Sep 10, 2011

So tired.

This week was the first day of school and seminary. I am just so completely wiped out from getting up so early. Here's my schedule this last week:
4:15 am: wake up and shower. eat breakfast. Do hair, get dressed etc.
5:25 am: walk to seminary.
6:00 am: Seminary starts.
6:50: first bus from seminary to High School
7:45: choir
8:35: second bus from High School to continuation school
8:45: Algebra 2
9:50: Spanish/ASL
11:35: lunch
12:05: advocacy
1:35: English 12
2:15: third bus back to High School.
2:40: fourth bus at High School to home
Ay Carumba.
Then when I get home I study ASL and spanish for a while and make sure I absolutely know everything. Then I read my scriptures and do some scripture study. Then I have to sweep the floor and this week when it was my dishes week. By the time all that comes around and done, it's about 7:00 in the evening. On tuesday I went to mutual and by the time I got home and had free time it was 8:30. So I just went to bed. I am now elated to get to bed early.
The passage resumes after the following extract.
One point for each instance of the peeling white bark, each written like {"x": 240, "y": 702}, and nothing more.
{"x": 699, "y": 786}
But I want to make sure you know that I'm not complaining. I love having a hectic schedule. I'm just really tired. With all my studying and hard work in seminary and doing my chores at home I feel really accomplished at the end of the day. Every time someone asks me how i'm doing i say tired. Yesterday in English, my teacher asked "How are you" and I said "tired." as usual. She replied "Do you always have such a huge grin on your face when you're tired." I didn't even realize it, but I was smiling a huge smile. It made me laugh when she said that. My friend laughed too and said "she's always happy and cheerful no matter what." It's sort of true I guess. When I'm at school I smile every second. I don't know why. I really don't like my school and I'm so tired I have to take 10 minutes applying makeup in the morning to conceal the bags under my eyes. On top of that, everything in our house is falling apart. I mean, everything. So far (since last saturday, September 3rd keep in mind.) the air conditioner broke, the garbage disposal broke, the garage door is still broken, the dishwasher broke this morning, the floor under the hardwood is rotting, the washing machine is only working part of the time, there are a few cupboard doors that have broken. So they have to redo all the hardwood floors and fix whatever else needs to be fixed.
There. I've vented all the worrisome things. Now I'll get back to the happy.
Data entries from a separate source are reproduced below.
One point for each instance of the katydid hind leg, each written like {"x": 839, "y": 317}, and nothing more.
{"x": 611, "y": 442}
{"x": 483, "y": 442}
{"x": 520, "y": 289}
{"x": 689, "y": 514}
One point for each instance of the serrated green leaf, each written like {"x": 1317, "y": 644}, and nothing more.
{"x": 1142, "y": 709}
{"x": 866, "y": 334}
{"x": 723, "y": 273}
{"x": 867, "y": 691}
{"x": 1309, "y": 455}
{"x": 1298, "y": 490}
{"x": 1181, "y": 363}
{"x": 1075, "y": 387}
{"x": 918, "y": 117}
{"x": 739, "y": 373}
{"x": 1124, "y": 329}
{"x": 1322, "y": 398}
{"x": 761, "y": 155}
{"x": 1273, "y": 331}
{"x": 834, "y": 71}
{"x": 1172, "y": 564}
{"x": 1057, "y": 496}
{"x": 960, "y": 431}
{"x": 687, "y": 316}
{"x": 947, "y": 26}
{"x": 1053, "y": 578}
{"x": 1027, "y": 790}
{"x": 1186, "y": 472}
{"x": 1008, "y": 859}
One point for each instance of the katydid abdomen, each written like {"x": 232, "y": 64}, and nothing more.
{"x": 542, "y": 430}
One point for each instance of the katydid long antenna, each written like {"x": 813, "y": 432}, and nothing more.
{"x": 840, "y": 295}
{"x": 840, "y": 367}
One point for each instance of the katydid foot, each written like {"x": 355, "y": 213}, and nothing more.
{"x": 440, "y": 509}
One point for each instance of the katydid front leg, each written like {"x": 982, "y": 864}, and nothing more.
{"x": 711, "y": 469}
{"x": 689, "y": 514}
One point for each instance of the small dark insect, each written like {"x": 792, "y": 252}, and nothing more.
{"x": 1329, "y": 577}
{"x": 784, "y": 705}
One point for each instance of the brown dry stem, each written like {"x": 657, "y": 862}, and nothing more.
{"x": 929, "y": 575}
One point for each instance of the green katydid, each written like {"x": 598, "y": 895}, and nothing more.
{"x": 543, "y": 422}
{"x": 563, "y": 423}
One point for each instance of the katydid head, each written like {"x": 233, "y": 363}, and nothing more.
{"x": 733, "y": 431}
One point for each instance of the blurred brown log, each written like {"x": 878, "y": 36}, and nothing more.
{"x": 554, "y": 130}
I have a talk on the 18th (invitational sunday), just sang at a cute little kids baptism this morning, have my missionary prep class tomorrow at the stake center, meeting an inactive girl in our ward tomorrow. There's something else but I forgot. I know there's something else....
I can't remember.
I'm gonna go play video games in my hoodie and sweats and then nap. :)
I've been thinking a lot about the hymn "Be still, my soul" this week. I think it's because I've been trying my very best to be patient about going to a school where I am feeling pretty alone and like a sore thumb. Every day since sunday I've been wearing my YW torch necklace. I did it to remind myself to make good choices and stand for truth and righteousness while I'm at school. There's a lot of people, almost everyone who makes really bad choices there. Don't get me wrong, they have good hearts. I have met most of my graduating class (of 20 people, maximum) and I have seen that they all have good hearts. They are just making a lot of bad choices. So I wore it to make myself remember to not be pressured into making the same choices. On thursday in spanish class I learned a phrase that I really like.
La constancia hace milagros.
It translates to "Constance brings miracles" It means that when you are patient and when you are determined and consistent that miracles will happen. Just something to think about.